Doceniam gry, które potrafią mnie zaskoczyć i zaintrygować. Doki Doki Literature Club to prawdopodobnie największe tegoroczne zaskoczenie jeśli chodzi o gry. Tytuł który pojawił się znikąd może śmiało startować o tytuł najciekawszej, najoryginalniejszej i najstraszniejszej gry wydanej w tym roku.Siłą Doki Doki jest to, że gra zaczyna się jak typowy visual novel, gdzie mamy dylemat, z która dziewczyna chcemy się umawiać. Po jakimś czasie sielanki wszystko zaczyna się mieszać i trafiamy na coś innego co wywraca całą przygodę do góry nogami. Słodziutka atmosfera przemienia się w prawdziwą, nieprzewidywalną historię grozy, która atakuje nas swoim poziomem meta narracji. Patenty tego typu pojawiły się w innych grach ale tutaj cały pomysł na grę jest naprawdę interesujący i odpowiednie połączenie tematyki z interesującymi zagraniami w sferze rozgrywki czyni Doki Doki Literatue Club! horrorem godnym naszej uwagi. To, że gra jest dostępna za darmo na Steam jest dodatkowym atutem przemawiającym za tym tytułem.
Simulacra
Duchowy następca Sara is Missing to kolejny techno horror o niebezpieczeństwie korzystania ze społecznościowych aplikacji i tym ile potrafi smartfon. Fabuła jest tutaj dość prosta. W nasze ręce wpada telefon dziewczyny, która zginęła w tajemniczych okolicznościach. Na komórce jest dziwne nagranie a sam telefon zaczyna wariować. Naszą misją jest odkrycie co stało się z dziewczyną. Trzygodzinna gierka oferuje odrobinę strachu w stylu straszny obrazek mruga nam przed oczami. Jednak siłą Simulacra jest atmosfera niepokoju i wrażenie, że coś jest nie tak z tym durnym telefonem tak podobnym do tego, który mamy w kieszeni.
Evil Within 2
Sequel jednego z moich ulubionych horrorów ostatnich lat serwuje nam sporo ciekawych rozwiązań. Trochę bardziej otwarta struktura rozgrywki przypomina trochę Silent Hill: Downpour. Mamy bowiem możliwość poszwendania się trochę po mapkach i poszukiwania sekretów a także kilka misji pobocznych przybliżających nam lepiej wirtualny świat, w którym uwięziony jest nasz bohater. Gameplay nadal mieści się w szarej sferze pomiędzy skradanką, a shooterem wzorowanym na Resident Evil 4. Nie brakuje też chwil grozy, dzięki powalonym przeciwnikom i klimatycznym lokacjom. Evil Within 2 idzie w całkiem ciekawym kierunku i mam nadzieję, że w najbliższym czasie pojawi się kontynuacja, która jeszcze mocniej postawi na otwarty świat i zadania poboczne.
Resident Evil 7
Szósta odsłona cyklu Biohazard złamała moje serce. Jako wielki fan serii towarzyszący Resident Evil od czasów pierwszego PlayStation byłem w szoku. Jak można tak skopać survival horror? Na szczęście ludzie w Capcom uczą się na błędach. RE7 to powrót do korzeni legendarnej serii o przerażających domkach. Jednocześnie najnowsza gra stawia na nowe i interesujące rozwiązania, które sprawiają, że rozgrywka jest świeża i wciągająca. Rozgrywka z perspektywy pierwszej osoby udowadnia nam, że da się skutecznie połączyć horror z grą FPS, gdzie biegamy z wielkimi gnatami. Nowy Resident jest bardzo klimatyczny i potrafi zmrozić nam krew w żyłach.
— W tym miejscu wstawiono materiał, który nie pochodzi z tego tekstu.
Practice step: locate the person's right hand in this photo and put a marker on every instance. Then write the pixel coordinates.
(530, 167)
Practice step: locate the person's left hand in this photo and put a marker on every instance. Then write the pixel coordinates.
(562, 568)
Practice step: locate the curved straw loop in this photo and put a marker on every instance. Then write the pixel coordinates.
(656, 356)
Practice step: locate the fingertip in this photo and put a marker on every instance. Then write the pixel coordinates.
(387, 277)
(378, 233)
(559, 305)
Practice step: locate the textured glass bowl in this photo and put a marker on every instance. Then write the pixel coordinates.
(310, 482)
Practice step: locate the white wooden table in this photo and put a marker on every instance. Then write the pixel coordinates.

White Day: A Labyrinth Named School
Remake legendarnego koreańskiego straszaka rozwala klimatem. Zamknięci w opętanej szkole musimy zrobić wszystko by przetrwać noc. Na naszej drodze stają najmroczniejsze stworzenia jakie chodzą po tej przeklętej ziemi – woźni. White Day łączy w sobie patenty ze współczesnych straszaków, gdzie uciekamy przed złymi stworkami z zagadkami charakterystycznymi dla staroszkolnych survival horrorów. Efektem końcowym takiej mieszanki jest ciekawy tytuł, który trafi do fanów grozy z mniejszym i większym stażem. No i muszę przyznać, że chodzą mi po plecach ciarki kiedy tylko myślę o koszmarnych kucanych toaletach na jakie możemy trafić w Korei. Gra sprawia, że są jeszcze bardziej straszne.
Wspominam o tym tytule bo wiem, że wiele osób zachwyca się nad nim. Osobiście mam raczej negatywną opinię na temat tego co reprezentuje sobą Outlast 2. Swoje zdanie wyraziłem kilkukrotnie i nadal je podtrzymuje. Jednak jeśli kogoś kręci pornograficzne gore rodem z Hostelu albo perełek jak Serbski film to Outlast 2 jest growym odpowiednikiem produkcje, która stara się nas zaszokować i przyprawić o odruch wymiotny. Mnie to nie kręci i byłem bardziej zażenowany i rozbawiony pewnymi szokującymi momentami. Jednak każdy ma swój gust i muszę przyznać, że gierka zebrała dobre noty więc pewnie ma coś w sobie. Ja tego po prostu nie dostrzegam.
Hollow
Polski straszak aspirujący do miana pierwszoosobowego Dead Space nie dosięgnął gwiazd. Niestety ambicje twórców zdecydowanie przewyższały ich umiejętności. Z tego powodu Hollow nie jest straszną grą a przypomina trochę farsę. Techniczne problemy sprawiają, że nieraz nieźle się uśmiałem w momencie kiedy miałem robić pod siebie. Szkoda bo klimat jest całkiem niezły a momenty, w których nasz bohater widzi dziwne rzeczy mają potencjał. Może następnym razem uda się bardziej dopracować silnik gry tak by przedmioty nie przenikały przez ściany? Jest szansa bo Hollow 2 jest już zapowiedziane. Trzymam kciuki za Forever Entertainment.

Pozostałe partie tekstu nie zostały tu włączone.